Das stimmt wohl. – Ich habe aus entsprechenden Unterlagen vorgelesen, die gestern Abend vorlagen. Ich kann noch mehr vorlesen, Herr Minister. Darin heißt es, die von Ihren Kolleginnen und Kollegen geforderte Änderung des Einkommensteuergesetzes hätte dazu geführt, dass Selbstständige in Zukunft die Kosten für Internatsaufenthalte und teure Privatschulen für Kinder bis zum 14. Lebensjahr in unbegrenzter Höhe steuerlich hätten absetzen können.

(Britta Altenkamp [SPD]: Das ist Gerechtig- keit! Ja, ja!)

Herr Minister Laumann, ich glaube nicht, dass das Ihrem Denken und Handeln entspricht. Deshalb möchte ich dafür werben, dass Sie sich in der kommenden Sitzung des Bundesrates für eine Nachverhandlung einsetzen, Herr Minister.

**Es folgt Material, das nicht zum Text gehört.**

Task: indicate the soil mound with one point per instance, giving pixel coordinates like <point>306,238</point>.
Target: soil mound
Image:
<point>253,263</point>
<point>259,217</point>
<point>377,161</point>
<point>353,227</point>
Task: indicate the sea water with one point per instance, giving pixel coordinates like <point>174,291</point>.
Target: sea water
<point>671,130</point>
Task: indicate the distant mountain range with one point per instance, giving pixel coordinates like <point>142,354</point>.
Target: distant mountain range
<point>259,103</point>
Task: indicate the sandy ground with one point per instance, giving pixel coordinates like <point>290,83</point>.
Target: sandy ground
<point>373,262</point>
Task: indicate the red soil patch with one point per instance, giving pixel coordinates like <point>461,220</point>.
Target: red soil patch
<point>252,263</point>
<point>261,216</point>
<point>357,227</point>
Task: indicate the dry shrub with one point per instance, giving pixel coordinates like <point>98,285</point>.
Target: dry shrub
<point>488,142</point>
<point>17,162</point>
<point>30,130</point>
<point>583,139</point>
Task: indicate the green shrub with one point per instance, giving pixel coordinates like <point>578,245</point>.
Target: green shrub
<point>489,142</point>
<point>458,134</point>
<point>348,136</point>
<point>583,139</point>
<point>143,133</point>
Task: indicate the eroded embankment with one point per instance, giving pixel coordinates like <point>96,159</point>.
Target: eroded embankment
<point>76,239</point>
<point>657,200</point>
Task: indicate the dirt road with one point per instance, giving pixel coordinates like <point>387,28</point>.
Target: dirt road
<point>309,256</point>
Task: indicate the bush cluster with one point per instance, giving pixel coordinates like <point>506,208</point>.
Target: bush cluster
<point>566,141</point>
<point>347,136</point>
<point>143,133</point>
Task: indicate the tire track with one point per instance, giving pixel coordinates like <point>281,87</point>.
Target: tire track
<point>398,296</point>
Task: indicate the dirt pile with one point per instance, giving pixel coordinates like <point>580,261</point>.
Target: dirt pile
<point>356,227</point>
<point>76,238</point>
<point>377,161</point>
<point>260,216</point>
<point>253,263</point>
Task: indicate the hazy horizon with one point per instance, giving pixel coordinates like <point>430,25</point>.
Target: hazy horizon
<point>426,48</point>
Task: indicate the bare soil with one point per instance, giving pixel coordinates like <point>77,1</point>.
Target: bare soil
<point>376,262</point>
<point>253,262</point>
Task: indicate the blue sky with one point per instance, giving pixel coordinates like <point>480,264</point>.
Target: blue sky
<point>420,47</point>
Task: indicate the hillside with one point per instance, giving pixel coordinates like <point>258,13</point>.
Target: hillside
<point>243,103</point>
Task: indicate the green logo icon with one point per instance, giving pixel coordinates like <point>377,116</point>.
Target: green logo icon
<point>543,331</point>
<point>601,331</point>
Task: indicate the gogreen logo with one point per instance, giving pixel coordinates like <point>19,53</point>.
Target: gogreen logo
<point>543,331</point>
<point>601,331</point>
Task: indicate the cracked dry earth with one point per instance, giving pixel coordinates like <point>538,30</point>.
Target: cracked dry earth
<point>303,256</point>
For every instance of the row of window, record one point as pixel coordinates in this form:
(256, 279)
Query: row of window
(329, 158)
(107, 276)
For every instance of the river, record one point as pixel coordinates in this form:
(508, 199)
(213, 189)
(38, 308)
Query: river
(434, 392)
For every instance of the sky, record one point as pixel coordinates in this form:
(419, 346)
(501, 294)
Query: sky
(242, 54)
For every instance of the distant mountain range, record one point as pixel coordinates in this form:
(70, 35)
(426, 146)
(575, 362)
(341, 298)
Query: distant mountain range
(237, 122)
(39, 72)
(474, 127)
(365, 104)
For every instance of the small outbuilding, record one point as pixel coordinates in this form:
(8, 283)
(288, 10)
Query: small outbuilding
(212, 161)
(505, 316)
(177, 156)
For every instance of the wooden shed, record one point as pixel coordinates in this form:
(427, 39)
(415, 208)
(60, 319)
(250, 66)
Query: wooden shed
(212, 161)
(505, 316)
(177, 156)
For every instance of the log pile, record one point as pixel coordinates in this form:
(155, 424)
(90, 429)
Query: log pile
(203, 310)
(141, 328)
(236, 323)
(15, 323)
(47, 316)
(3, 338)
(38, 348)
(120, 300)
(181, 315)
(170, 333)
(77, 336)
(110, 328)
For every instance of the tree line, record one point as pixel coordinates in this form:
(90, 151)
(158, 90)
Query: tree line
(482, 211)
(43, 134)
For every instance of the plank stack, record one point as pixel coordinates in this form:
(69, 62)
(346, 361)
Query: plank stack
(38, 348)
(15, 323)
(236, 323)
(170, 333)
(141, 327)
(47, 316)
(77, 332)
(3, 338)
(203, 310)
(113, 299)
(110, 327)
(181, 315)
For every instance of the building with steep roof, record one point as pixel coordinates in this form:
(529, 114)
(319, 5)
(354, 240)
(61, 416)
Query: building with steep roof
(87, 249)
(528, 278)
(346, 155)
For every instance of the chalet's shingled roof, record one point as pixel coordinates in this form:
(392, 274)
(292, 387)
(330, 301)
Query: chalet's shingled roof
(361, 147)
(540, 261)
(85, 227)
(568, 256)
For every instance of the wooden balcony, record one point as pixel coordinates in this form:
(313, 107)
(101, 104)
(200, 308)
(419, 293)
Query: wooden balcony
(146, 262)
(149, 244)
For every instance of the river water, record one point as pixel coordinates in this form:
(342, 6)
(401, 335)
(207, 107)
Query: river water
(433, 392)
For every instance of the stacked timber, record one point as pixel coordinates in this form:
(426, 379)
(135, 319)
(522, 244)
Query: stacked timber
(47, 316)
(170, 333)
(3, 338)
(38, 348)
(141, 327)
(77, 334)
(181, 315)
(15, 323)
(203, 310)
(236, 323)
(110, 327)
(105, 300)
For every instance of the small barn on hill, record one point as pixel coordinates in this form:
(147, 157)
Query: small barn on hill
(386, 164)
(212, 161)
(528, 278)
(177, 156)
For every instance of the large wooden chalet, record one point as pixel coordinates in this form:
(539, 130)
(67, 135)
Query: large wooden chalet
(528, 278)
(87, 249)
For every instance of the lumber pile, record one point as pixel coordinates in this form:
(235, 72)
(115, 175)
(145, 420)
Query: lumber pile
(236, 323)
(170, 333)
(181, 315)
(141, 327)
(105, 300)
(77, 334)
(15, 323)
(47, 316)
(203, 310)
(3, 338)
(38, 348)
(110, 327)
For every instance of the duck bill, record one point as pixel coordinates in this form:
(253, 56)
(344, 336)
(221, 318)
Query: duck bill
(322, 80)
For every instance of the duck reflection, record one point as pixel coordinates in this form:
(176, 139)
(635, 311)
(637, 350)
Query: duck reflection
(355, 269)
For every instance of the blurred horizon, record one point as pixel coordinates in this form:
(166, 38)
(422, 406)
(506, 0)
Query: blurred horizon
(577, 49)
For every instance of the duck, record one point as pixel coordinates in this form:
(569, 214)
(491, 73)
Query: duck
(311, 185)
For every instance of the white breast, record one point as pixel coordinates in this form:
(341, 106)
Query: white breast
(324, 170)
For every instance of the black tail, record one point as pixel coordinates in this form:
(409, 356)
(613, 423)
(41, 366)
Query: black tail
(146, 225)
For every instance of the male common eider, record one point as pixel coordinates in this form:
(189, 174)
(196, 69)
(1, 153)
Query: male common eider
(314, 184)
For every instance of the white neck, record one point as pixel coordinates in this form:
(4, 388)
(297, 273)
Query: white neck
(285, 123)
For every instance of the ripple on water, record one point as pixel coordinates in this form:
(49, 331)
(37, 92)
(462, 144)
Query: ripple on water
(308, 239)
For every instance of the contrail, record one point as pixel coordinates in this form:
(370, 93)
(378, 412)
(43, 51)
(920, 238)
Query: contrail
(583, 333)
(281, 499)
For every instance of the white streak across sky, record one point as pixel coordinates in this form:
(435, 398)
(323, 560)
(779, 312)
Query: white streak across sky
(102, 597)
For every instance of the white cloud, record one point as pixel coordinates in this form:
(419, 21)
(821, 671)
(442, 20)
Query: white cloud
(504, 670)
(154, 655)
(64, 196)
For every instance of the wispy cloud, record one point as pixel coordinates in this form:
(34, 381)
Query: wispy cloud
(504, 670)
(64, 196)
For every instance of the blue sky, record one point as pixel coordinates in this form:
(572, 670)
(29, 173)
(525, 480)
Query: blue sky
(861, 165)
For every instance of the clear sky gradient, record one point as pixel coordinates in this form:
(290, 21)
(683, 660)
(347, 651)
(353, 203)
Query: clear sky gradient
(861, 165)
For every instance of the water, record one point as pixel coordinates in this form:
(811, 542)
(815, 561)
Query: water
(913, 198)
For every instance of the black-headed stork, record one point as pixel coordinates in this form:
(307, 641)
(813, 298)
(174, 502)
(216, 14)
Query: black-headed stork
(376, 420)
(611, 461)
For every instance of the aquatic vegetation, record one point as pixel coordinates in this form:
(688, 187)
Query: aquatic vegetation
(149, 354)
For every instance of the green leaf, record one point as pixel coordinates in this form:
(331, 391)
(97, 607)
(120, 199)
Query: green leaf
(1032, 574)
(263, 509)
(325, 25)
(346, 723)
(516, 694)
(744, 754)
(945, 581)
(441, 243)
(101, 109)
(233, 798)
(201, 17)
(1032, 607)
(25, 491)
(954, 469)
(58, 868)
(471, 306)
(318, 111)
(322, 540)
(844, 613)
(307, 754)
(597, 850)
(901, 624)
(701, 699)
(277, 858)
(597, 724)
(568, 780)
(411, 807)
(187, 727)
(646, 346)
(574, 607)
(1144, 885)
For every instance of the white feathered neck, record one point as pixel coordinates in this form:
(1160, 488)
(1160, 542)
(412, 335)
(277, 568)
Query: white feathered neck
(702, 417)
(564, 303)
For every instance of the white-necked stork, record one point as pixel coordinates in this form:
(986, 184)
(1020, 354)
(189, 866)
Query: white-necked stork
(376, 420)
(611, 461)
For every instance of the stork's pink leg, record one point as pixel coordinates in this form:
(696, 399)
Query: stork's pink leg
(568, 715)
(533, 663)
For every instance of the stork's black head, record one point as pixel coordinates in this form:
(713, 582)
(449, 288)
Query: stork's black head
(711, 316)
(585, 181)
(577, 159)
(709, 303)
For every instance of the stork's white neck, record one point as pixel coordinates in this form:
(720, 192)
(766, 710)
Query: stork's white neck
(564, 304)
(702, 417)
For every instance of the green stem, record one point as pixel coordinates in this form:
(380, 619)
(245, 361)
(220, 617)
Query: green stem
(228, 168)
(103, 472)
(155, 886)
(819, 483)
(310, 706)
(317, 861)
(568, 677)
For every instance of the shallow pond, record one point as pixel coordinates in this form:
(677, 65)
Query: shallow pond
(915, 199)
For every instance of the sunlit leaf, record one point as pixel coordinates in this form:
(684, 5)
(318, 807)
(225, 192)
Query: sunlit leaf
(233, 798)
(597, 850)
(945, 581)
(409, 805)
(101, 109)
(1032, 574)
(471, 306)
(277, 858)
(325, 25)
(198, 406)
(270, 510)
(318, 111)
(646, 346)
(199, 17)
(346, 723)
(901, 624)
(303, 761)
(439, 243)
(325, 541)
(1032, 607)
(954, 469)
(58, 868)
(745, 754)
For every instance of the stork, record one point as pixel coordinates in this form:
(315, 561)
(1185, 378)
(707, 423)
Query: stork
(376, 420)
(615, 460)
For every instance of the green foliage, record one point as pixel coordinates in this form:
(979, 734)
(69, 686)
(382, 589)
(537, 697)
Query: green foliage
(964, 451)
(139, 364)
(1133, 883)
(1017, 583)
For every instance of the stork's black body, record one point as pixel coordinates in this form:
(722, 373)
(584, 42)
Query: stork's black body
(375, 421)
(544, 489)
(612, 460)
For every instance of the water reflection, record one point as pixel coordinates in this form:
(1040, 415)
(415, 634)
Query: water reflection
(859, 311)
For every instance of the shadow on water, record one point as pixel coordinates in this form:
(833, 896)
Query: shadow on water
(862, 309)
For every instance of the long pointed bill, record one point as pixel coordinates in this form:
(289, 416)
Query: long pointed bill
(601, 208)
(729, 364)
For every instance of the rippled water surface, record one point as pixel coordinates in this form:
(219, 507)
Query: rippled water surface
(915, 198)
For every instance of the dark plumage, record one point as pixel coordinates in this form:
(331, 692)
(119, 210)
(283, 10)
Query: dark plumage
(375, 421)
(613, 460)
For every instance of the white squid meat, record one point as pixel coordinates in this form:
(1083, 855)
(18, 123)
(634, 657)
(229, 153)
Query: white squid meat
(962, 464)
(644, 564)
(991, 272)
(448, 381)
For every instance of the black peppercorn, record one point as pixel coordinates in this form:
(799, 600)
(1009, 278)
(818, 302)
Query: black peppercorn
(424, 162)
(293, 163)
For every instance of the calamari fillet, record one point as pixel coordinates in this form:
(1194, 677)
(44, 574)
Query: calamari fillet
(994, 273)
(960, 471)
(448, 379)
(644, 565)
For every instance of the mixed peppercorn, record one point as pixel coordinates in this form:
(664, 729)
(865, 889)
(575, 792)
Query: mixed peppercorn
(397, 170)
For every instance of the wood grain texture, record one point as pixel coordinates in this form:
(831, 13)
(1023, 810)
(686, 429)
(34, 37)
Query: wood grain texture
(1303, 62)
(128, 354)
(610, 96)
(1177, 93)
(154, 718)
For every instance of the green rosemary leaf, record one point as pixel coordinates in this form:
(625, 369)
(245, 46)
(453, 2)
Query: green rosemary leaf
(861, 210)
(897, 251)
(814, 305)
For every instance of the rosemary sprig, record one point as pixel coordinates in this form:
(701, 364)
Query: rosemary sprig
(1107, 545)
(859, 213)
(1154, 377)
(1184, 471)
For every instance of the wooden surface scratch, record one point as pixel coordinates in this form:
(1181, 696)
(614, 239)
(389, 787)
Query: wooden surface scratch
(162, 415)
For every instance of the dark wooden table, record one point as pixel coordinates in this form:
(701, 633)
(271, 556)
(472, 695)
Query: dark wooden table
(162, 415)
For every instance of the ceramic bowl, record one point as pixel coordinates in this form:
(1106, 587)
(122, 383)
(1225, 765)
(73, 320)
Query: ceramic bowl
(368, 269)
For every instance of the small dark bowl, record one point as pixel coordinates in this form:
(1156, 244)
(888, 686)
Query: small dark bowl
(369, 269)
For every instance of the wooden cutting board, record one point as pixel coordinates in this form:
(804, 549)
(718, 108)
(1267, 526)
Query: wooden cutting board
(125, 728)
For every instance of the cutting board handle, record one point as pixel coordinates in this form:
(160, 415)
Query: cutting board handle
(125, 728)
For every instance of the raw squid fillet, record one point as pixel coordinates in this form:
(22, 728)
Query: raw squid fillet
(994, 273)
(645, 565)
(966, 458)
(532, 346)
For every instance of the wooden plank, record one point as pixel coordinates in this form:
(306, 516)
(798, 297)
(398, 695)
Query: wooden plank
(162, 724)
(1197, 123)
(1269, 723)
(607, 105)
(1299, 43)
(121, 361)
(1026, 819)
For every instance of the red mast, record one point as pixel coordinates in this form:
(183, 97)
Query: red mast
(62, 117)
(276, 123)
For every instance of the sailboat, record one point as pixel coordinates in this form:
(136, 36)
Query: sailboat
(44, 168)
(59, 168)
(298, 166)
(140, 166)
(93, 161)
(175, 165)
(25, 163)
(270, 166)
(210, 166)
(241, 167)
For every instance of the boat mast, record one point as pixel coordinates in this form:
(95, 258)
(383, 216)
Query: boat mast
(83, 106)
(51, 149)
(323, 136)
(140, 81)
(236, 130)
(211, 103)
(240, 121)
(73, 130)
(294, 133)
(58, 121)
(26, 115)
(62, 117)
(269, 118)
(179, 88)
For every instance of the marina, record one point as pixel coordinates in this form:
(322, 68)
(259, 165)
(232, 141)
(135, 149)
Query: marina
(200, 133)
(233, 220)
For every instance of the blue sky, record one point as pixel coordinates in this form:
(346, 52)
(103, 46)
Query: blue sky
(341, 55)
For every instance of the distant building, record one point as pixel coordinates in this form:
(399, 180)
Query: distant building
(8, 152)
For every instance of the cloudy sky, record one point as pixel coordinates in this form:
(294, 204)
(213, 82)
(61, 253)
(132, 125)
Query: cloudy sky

(Beifall von SPD und GRÜNEN)

Ich habe den Kollegen Tenhumberg so verstanden, als ob wir inhaltlich nicht auseinanderliegen. Deshalb wäre es im Sinne der betroffenen Kinder und Jugendlichen sowie ihrer Familien, dass wir in den nächsten Tagen – uns werden nur Tage bleiben, um dies noch zu verändern – das Schulbedarfspaket auf die Klassen jenseits der 10. Klasse ausweiten. – Ich danke für Ihre Aufmerksamkeit.

(Beifall von SPD und GRÜNEN)

Vielen Dank, Herr Kollege Killewald. – Für die Fraktion der FDP spricht nun Frau Kollegin Pieper-von Heiden.

Herr Präsident! Meine Kolleginnen und Kollegen! Frau Beer, Sie haben Glück gehabt, dass Sie die Kurve gekriegt haben. Bis gestern Abend habe ich mich wirklich gefragt: Warum ziehen Sie diesen Antrag nicht zurück? Warum bekommen Sie nicht mehr mit, was in dieser Republik passiert?